2 Mit Bescheid vom 17. Februar 2017 wies das Bundesamt für Fremdenwesen und Asyl (BFA) den Antrag der Revisionswerberin auf internationalen Schutz zur Gänze ab, erteilte ihr keinen Aufenthaltstitel aus berücksichtigungswürdigen Gründen, erließ gegen sie eine Rückkehrentscheidung, stellte fest, dass die Abschiebung der Revisionswerberin in die Ukraine zulässig sei und legte eine zweiwöchige Frist für die freiwillige Ausreise fest.

3 Die dagegen erhobene Beschwerde wies das Bundesverwaltungsgericht (BVwG) mit dem angefochtenen Erkenntnis - nach Durchführung einer Verhandlung - als unbegründet ab und sprach aus, dass die Revision an den Verwaltungsgerichtshof gemäß Art. 133 Abs. 4 B-VG nicht zulässig sei.
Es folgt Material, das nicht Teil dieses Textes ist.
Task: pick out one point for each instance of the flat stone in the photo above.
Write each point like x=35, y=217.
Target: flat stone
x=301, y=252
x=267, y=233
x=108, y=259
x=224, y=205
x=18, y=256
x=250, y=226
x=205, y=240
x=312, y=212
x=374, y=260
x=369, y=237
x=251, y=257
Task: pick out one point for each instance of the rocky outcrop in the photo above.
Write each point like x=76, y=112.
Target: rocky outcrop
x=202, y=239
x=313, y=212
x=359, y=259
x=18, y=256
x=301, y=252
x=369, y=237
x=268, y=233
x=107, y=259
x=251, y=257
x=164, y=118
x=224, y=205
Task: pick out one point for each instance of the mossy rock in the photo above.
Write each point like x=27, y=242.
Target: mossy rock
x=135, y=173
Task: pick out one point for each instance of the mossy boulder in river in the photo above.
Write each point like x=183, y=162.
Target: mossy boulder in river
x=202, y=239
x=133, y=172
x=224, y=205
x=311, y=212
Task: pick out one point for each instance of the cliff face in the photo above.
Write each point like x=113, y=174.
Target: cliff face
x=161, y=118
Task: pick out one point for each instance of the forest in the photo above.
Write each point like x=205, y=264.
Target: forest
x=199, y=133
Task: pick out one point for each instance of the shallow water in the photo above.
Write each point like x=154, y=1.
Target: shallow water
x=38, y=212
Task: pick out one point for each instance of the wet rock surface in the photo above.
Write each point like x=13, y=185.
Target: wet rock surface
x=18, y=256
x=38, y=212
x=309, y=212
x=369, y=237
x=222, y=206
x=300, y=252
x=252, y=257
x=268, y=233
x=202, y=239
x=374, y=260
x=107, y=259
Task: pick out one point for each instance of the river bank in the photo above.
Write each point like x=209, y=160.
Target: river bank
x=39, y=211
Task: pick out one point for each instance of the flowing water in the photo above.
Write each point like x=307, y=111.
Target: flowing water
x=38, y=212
4 Gegen dieses Erkenntnis erhob die Revisionswerberin zunächst Beschwerde an den Verfassungsgerichtshof. Mit Beschluss vom 23. September 2019, E 3037-3039/2019-7, wies dieser den Antrag auf Bewilligung der Verfahrenshilfe ab und lehnte die Behandlung der Beschwerde ab. Mit Beschluss vom 3. Oktober 2019, E 3037-3039/2019- 9, trat der Verfassungsgerichtshof die Beschwerde der Revisionswerberin über nachträglichen Antrag gemäß Art. 144 Abs. 3 B-VG dem Verwaltungsgerichtshof zur Entscheidung ab. In der Folge wurde die gegenständliche Revision eingebracht. 5 Nach Art. 133 Abs. 4 B-VG ist gegen ein Erkenntnis des Verwaltungsgerichtes die Revision zulässig, wenn sie von der Lösung einer Rechtsfrage abhängt, der grundsätzliche Bedeutung zukommt, insbesondere weil das Erkenntnis von der Rechtsprechung des Verwaltungsgerichtshofes abweicht, eine solche Rechtsprechung fehlt oder die zu lösende Rechtsfrage in der bisherigen Rechtsprechung des Verwaltungsgerichtshofes nicht einheitlich beantwortet wird.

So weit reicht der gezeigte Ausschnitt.